Así lo informó ayer la Policía Metropolitana de Cartagena, tras asegurar que investigan si los móviles del homicidio serían por tráfico de drogas.

A Anaya Cuadro le disparan a quemarropa y sin mediar palabras el martes en la tarde, cuando está en la puerta de la casa de su mamá, en el barrio El Zapatero. Un hombre que va como parrillero es quien acciona el arma en su contra. Deibi es llevado a la Clínica El Bosque, pero muere a los pocos minutos. Según testigos, el sicario le dispara cuatro veces y dos de los proyectiles son a la cabeza.

En una rápida persecución y un “plan candado” que se extiende al barrio El Bosque, la Policía captura a los presuntos sicarios. Sus nombres, según la Metropolitana de Cartagena, son Osvaldo José Uriel Rodríguez, alias ‘el Matón’; y Édgar Caraballo Blanco, a quienes les inmovilizan la moto, de placa CWK-11D. Las autoridades dicen que en ese vehículo llegan a la casa de Deibi.

De Caraballo, la Policía Metropolitana asegura que tiene dos procesos penales por ejercicio ilícito de actividad monopolista y dos procesos por hurto calificado. Osvaldo José, por su parte, tiene un proceso por hurto calificado y agravado, cinco procesos penales por tráfico de estupefacientes, otro por violación de habitación ajena y uno más por tráfico de armas.
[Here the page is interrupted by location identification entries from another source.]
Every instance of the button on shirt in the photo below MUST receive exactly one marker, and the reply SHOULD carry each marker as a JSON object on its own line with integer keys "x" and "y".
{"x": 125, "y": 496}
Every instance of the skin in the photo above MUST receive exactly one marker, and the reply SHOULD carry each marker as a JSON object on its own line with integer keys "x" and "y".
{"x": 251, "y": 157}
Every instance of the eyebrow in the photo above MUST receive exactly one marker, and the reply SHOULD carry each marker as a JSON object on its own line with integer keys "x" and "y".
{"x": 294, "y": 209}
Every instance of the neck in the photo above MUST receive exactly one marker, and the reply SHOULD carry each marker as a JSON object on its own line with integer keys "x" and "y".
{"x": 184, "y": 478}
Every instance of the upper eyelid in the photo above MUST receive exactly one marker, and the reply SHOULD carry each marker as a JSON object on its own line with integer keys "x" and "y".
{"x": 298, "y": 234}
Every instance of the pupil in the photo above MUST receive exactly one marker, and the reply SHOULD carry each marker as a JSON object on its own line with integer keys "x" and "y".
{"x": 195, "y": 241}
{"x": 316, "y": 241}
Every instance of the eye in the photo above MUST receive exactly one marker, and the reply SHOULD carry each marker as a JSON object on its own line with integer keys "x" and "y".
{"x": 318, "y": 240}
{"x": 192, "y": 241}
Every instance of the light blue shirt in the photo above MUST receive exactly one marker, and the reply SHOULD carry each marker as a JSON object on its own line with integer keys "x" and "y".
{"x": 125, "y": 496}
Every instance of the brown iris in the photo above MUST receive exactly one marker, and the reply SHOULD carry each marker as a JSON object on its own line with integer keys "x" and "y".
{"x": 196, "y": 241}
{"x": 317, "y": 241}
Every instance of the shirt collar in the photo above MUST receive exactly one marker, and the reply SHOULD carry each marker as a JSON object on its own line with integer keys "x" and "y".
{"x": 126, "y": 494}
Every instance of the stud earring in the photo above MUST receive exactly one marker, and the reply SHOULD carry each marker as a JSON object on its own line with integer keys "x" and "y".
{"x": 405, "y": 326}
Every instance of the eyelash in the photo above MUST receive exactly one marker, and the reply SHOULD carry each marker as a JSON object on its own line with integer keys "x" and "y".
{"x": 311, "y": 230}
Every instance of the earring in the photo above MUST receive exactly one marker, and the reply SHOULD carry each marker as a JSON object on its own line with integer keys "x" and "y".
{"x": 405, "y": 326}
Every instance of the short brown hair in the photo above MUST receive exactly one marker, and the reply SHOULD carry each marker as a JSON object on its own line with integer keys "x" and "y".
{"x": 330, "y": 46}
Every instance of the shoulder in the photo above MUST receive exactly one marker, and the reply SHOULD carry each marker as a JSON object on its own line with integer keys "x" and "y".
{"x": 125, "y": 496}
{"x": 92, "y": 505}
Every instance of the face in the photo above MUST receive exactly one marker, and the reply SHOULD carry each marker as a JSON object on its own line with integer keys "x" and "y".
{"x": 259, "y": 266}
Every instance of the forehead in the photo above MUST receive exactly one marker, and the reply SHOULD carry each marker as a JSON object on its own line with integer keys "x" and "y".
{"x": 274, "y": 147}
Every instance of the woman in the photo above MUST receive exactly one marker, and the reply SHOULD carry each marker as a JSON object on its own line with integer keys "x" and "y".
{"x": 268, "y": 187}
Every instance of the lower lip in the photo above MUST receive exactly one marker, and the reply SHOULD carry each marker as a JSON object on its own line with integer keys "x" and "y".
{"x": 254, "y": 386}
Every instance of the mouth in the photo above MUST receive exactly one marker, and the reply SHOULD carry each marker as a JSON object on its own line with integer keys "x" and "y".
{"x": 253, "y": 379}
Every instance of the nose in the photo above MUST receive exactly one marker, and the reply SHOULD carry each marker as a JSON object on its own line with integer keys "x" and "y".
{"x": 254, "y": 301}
Los retenidos se encontraban ayer en el procedimiento de legalización de captura con la Fiscalía. Uno de los sujetos es presentado con las manos embaladas para verificar si es el que se encarga de accionar el arma homicida.

La Policía de Cartagena dice que el cabecilla de la banda criminal presuntamente ordena el asesinato para evitar que Deibi siguiera distribuyendo sustancias alucinógenas por toda la ciudad sin su permiso.

“Era comerciante”

Una cuñada de Deibi asegura que él no tenía problemas con la justicia y que no se dedicaba a la venta de drogas.

“Él y mi hermana vendían queso, prestaban dinero juntos, también vendían prendas de oro. Él es de una familia humilde. La gente que lo conoce sabe quién era, pero quienes no lo conocen van a creer todas esas cosas y yo estoy pensando en mis sobrinos”, manifiesta la mujer ayer en la tarde.

Ella dice que Anaya no tenía amenazas y que nadie le estaba pidiendo “vacuna”. Al momento del crimen, Deibi está departiendo con algunos familiares y amigos en la casa de su madre.

El fallecido deja tres hijos y sus dolientes piden que su nombre no sea difamado, sobre todo, por respeto a los menores de edad.